The Christian Action League maintains these concerns about the governor’s order:
- Drinking has been sky high during the COVID 19 crisis. Mixed drinks to-go pose a unique challenge for people suffering from alcoholism or an alcohol use disorder. People who drink too much often do so to cope with stress, and studies have shown that people who drink alone, which cocktails to-go facilitates, are at greater risks.

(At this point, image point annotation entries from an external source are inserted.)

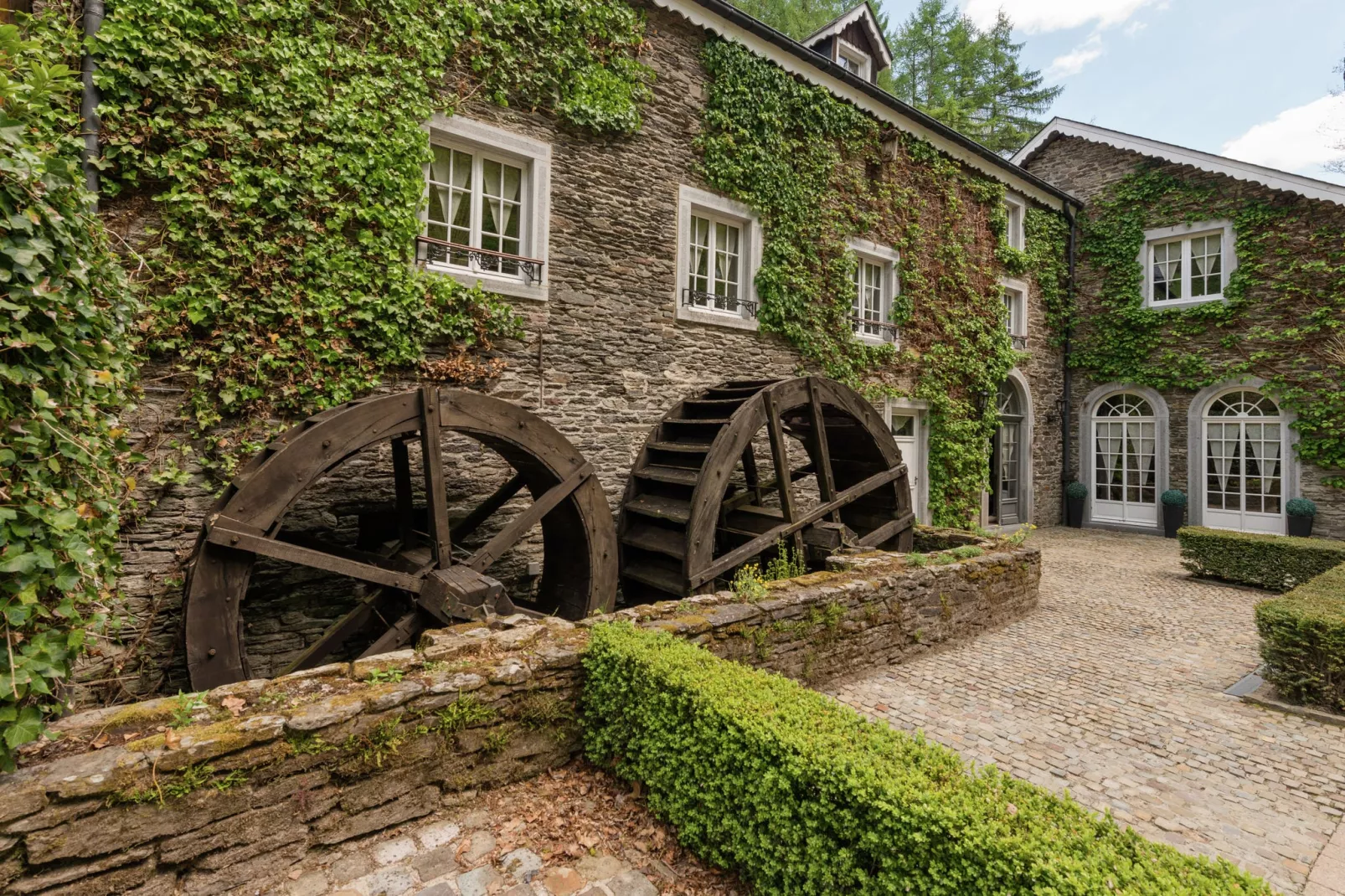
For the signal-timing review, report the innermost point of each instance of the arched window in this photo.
(1243, 448)
(1125, 461)
(1007, 459)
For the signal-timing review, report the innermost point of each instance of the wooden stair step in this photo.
(676, 475)
(659, 507)
(683, 447)
(657, 540)
(665, 580)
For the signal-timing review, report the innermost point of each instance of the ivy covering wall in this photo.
(814, 168)
(281, 147)
(1283, 319)
(64, 365)
(279, 151)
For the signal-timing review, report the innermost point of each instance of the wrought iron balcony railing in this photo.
(439, 252)
(709, 301)
(877, 328)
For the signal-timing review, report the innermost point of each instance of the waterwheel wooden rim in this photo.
(686, 523)
(579, 567)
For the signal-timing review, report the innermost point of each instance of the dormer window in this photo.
(853, 42)
(854, 59)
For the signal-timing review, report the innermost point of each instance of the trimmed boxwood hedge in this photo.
(801, 796)
(1275, 563)
(1304, 641)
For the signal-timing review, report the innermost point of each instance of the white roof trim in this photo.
(710, 20)
(870, 24)
(1271, 178)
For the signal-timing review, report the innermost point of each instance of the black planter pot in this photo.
(1074, 510)
(1173, 516)
(1301, 526)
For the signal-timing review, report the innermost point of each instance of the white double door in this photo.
(1245, 475)
(1125, 478)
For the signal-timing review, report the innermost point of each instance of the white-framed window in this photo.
(1016, 209)
(719, 255)
(487, 208)
(854, 59)
(1014, 294)
(908, 421)
(1188, 264)
(874, 286)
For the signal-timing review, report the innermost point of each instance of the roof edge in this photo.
(1273, 178)
(791, 55)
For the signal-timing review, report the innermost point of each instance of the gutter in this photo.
(816, 59)
(89, 123)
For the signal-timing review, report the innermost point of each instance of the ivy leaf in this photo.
(23, 729)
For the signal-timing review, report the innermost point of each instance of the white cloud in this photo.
(1074, 62)
(1056, 15)
(1301, 139)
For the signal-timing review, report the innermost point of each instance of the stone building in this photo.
(1229, 257)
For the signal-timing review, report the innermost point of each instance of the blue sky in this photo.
(1247, 78)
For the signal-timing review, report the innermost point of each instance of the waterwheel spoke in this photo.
(501, 497)
(508, 537)
(401, 634)
(232, 533)
(795, 528)
(335, 634)
(436, 497)
(822, 451)
(405, 498)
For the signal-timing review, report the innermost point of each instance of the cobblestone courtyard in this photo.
(1111, 689)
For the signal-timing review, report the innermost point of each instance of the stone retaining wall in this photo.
(204, 793)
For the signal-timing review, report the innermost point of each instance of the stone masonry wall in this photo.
(603, 359)
(202, 796)
(1085, 170)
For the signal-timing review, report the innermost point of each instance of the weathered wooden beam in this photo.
(233, 534)
(887, 530)
(783, 475)
(517, 528)
(436, 496)
(767, 540)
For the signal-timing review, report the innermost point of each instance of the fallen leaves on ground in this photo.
(580, 810)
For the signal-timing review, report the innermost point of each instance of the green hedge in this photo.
(1304, 641)
(1275, 563)
(801, 796)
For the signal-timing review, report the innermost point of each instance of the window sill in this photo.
(1183, 303)
(505, 286)
(716, 317)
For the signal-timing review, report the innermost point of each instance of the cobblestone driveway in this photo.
(1112, 687)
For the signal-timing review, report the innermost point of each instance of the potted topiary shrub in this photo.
(1174, 510)
(1074, 494)
(1301, 512)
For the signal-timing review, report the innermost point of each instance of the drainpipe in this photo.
(89, 100)
(1064, 414)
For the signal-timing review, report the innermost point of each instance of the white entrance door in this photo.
(1245, 467)
(907, 424)
(1125, 461)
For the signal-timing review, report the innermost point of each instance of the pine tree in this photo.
(943, 64)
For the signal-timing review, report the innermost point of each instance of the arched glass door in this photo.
(1125, 461)
(1245, 463)
(1007, 461)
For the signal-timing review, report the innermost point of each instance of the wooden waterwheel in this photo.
(410, 565)
(714, 487)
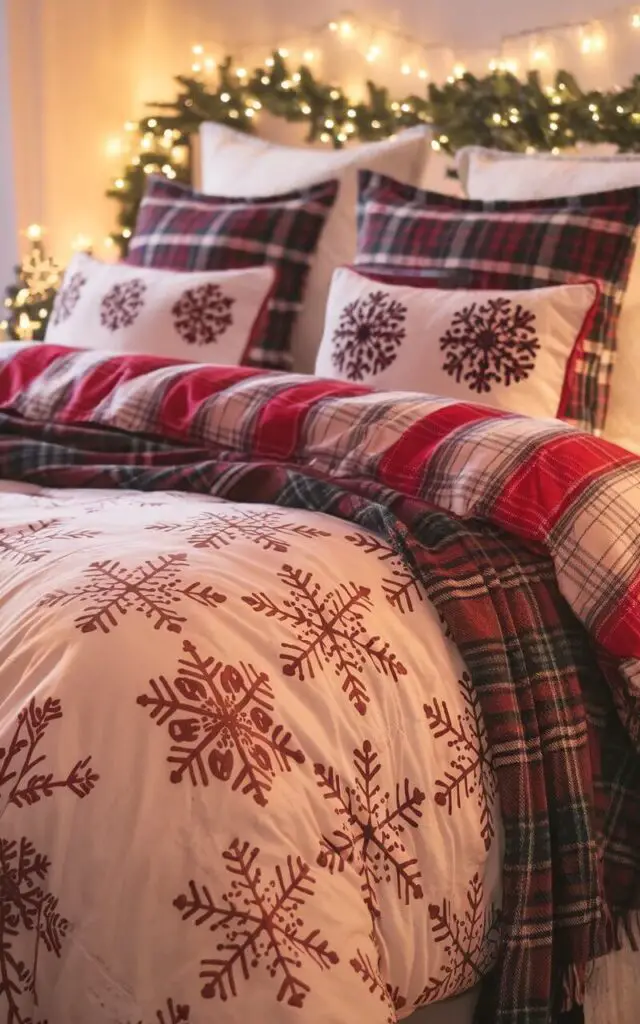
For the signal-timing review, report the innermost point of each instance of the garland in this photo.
(498, 111)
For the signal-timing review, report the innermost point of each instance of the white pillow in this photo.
(489, 174)
(508, 349)
(238, 165)
(201, 316)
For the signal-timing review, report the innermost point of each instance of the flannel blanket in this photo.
(525, 538)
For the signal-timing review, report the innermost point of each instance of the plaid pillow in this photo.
(514, 245)
(180, 229)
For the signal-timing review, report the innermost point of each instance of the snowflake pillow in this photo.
(204, 316)
(514, 350)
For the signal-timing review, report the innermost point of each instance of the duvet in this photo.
(315, 705)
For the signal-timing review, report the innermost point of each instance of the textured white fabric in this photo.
(203, 316)
(238, 165)
(509, 350)
(489, 174)
(180, 676)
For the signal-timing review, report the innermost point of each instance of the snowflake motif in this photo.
(368, 336)
(213, 530)
(371, 976)
(470, 941)
(370, 839)
(68, 297)
(175, 1014)
(261, 922)
(401, 589)
(23, 545)
(153, 589)
(470, 772)
(202, 314)
(25, 904)
(220, 721)
(491, 343)
(122, 304)
(330, 630)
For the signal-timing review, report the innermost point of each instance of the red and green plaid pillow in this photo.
(513, 245)
(181, 229)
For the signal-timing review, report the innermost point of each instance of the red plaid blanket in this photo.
(526, 537)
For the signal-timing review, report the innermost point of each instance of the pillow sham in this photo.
(491, 174)
(514, 245)
(514, 350)
(235, 164)
(180, 229)
(207, 316)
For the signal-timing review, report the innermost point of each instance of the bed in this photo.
(244, 760)
(318, 688)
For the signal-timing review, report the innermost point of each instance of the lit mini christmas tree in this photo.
(30, 298)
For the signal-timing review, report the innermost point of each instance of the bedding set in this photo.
(320, 690)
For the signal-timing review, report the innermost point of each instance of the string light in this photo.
(592, 41)
(165, 150)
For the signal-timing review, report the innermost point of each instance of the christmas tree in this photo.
(30, 298)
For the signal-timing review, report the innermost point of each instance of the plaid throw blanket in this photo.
(494, 512)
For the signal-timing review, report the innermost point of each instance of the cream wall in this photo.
(81, 68)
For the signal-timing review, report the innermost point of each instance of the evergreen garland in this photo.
(498, 111)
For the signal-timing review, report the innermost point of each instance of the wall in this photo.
(81, 69)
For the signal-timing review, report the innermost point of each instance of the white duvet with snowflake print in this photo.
(509, 349)
(243, 771)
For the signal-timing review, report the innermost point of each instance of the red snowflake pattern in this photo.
(401, 588)
(470, 941)
(174, 1014)
(330, 630)
(470, 772)
(68, 298)
(220, 720)
(154, 589)
(369, 334)
(265, 527)
(202, 314)
(23, 545)
(122, 304)
(371, 976)
(491, 343)
(370, 838)
(20, 783)
(26, 906)
(261, 922)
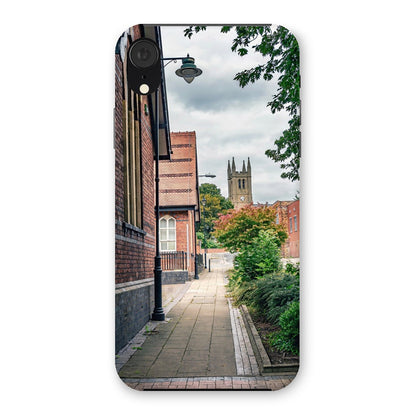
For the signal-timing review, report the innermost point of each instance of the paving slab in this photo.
(197, 340)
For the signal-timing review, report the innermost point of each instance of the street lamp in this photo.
(188, 71)
(204, 201)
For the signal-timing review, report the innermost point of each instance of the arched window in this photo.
(167, 234)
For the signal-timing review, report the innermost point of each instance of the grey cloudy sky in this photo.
(228, 120)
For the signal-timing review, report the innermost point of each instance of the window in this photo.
(167, 234)
(132, 179)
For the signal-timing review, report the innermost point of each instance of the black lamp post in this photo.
(204, 201)
(188, 71)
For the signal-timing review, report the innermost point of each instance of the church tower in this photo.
(239, 184)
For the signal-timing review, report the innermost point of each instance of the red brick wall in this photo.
(134, 250)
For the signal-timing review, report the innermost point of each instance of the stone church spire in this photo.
(239, 184)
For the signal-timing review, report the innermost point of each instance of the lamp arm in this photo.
(172, 60)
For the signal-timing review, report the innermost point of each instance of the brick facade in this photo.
(135, 221)
(293, 228)
(135, 246)
(179, 196)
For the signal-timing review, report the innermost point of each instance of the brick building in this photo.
(134, 191)
(282, 218)
(179, 199)
(293, 228)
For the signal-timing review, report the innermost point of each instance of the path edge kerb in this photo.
(263, 360)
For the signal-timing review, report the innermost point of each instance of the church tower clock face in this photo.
(239, 184)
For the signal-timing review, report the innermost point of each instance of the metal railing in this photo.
(173, 260)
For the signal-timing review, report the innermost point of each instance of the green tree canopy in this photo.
(281, 49)
(239, 228)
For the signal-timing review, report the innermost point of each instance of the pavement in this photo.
(202, 344)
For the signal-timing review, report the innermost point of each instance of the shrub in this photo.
(287, 339)
(259, 258)
(272, 295)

Moreover, people who drink too much weaken their immune system and become more susceptible to respiratory ailments like pneumonia and possibly the coronavirus.
- Curbside cocktails create scenarios that make impaired driving and underage drinking more likely, despite safeguards put in place.
- The governor’s order could work against the state’s overarching goal of keeping Emergency Rooms and hospitals freed up.
- The current order has no requirement for the purchase of a meal along with an alcohol purchase. It does not require a food purchase at all, something that helps. Alcohol mixed with food takes longer to absorb than alcohol consumed on an empty stomach, which can help prevent overconsumption.
- It does not require that communities opt-in or opt-out of these sales. Therefore, it removes local control of liquor sales. When voting for the sale of mixed beverages, no community in North Carolina ever agreed to mixed cocktails to-go. Therefore, the will of the people is being circumvented in favor of those who sell liquor.
- There are practically no standards or resources made available for enforcement or compliance with the order. The order is quite confusing for law enforcement.
- The order also calls into question where the liability for problematic or illegal sales or delivery lies. It’s not clear.
In a recent press release regarding the governor’s executive order, Rev. Creech said, “I believe that if the governor really wants to help an ailing hospitality industry, then he ought to lift these draconian lockdown restrictions on businesses and allow them to open up. I don’t mean to say that the coronavirus isn’t real. Nevertheless, none of this makes any sense for a virus that 99.4-6% of those who contract it recover. The median age of death is over 70 years old with an underlying health condition, and for which getting past this pandemic relies on herd immunity and openness. Until recently, medical experts for decades warned against disturbing social functioning in the event of disease. Yet this is what’s happening!”